ECONOMIE | Mis à jour le mercredi 19 septembre 2012 à 17h13

  • La crise est-elle passée? Non, si l'on en croit Nouriel Roubini, pour qui le pire est à venir. Malgré les promesses des banques centrales de soutenir l'économie, le célèbre économiste avertit: "On joue avec le feu!" En 2006, il était passé pour un Cassandre en annonçant la crise immobilière aux Etats-Unis. Aujourd'hui, il prédit la suite de la tempête pour l'an prochain.

    "Dr. Doom" (Docteur Catastrophe) conclut son opinion publiée entre autres par nos confrères de L'Echo ainsi: "Les problèmes s'aggravent et les principaux pays émergents comme les pays avancés foncent droit dans le mur".

    Un autre économiste, Daniel Cohen, n'est guère plus rassurant: "La tempête menace après 3-4 ans de pause", écrit-il dans La Libre.

    Quels sont donc les éléments avancés par Nouriel Roubini pour justifier ce pessimisme alors qu'on espère que l'euro est enfin sauvé et que la bourse repart à la hausse?

    L'instabilité tout d'abord. Elle engendre l'inquiétude chez les investisseurs qui reculent devant les risques.

    Le fait que l'euro n'est que provisoirement sauvé, ensuite, comme le souligne aussi Daniel Cohen: "On a enfin trouvé une sortie institutionnelle. Mais la dynamique de la crise est telle qu’on n’est pas sûr que ça suffira à rétropédaler. La grande hypothèque de 2013 est budgétaire et va contraindre tous les Etats à effectuer une purge. La croissance sera faible voire négative".

    La récession est toujours là, le crédit rationné et l'union économique, budgétaire et bancaire plus éloignée que jamais, analyse pour sa part Nouriel Roubini.

    En outre, il imagine une sortie de la Grèce de l'euro l'an prochain, une suite de la dépression pour l'Italie et l'Espagne et in fine l'éclatement de l'Union européenne comme marché unique.

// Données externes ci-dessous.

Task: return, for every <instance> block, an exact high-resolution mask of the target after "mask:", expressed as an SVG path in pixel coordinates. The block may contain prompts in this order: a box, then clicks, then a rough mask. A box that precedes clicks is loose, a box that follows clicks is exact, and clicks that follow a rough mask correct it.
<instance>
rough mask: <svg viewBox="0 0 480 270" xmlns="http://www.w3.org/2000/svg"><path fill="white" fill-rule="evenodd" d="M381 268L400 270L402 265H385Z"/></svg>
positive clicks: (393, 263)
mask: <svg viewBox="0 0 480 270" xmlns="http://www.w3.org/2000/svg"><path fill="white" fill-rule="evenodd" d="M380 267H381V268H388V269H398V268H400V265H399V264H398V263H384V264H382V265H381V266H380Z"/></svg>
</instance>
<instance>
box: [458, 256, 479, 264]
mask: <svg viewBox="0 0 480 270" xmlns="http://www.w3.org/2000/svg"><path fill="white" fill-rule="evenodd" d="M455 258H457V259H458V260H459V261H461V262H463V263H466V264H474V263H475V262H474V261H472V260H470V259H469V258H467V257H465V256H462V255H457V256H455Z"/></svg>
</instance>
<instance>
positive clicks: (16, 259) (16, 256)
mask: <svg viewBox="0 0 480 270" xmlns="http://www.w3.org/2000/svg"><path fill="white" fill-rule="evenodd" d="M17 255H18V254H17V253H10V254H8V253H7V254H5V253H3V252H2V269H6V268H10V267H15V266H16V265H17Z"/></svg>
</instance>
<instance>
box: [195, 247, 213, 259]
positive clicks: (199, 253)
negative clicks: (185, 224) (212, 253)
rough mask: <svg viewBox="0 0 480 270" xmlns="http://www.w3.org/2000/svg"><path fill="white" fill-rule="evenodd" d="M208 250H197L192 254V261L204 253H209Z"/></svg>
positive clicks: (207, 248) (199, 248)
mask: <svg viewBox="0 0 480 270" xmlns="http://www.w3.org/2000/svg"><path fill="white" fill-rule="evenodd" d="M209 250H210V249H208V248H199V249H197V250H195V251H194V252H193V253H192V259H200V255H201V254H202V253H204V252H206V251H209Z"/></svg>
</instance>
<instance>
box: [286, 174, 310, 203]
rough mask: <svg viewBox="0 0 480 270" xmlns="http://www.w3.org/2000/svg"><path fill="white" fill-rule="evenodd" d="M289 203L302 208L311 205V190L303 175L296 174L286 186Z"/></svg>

    Et il n'est guère plus optimiste pour les Etats-Unis, ni même pour la Chine ou les autres pays émergents. Ajouter à cela les tensions géopolitiques, avec à la clé une guerre Iran-Israël et une flambée de prix du pétrole: voilà le tableau on ne peut plus noir brossé par l'économiste pour qui "c'est l'inefficacité des gouvernements et leur manque de leadership qui constituent la racine du problème. Dans les démocraties, des élections à répétition conduisent à des choix politiques à court terme. Dans les autocraties comme la Chine ou la Russie, les dirigeants résistent aux réformes radicales".

    En conclusion Nouriel Roubini n'a que ce conseil "pour éviter la catastrophe, les responsables politiques doivent faire preuve de leadership et de vision".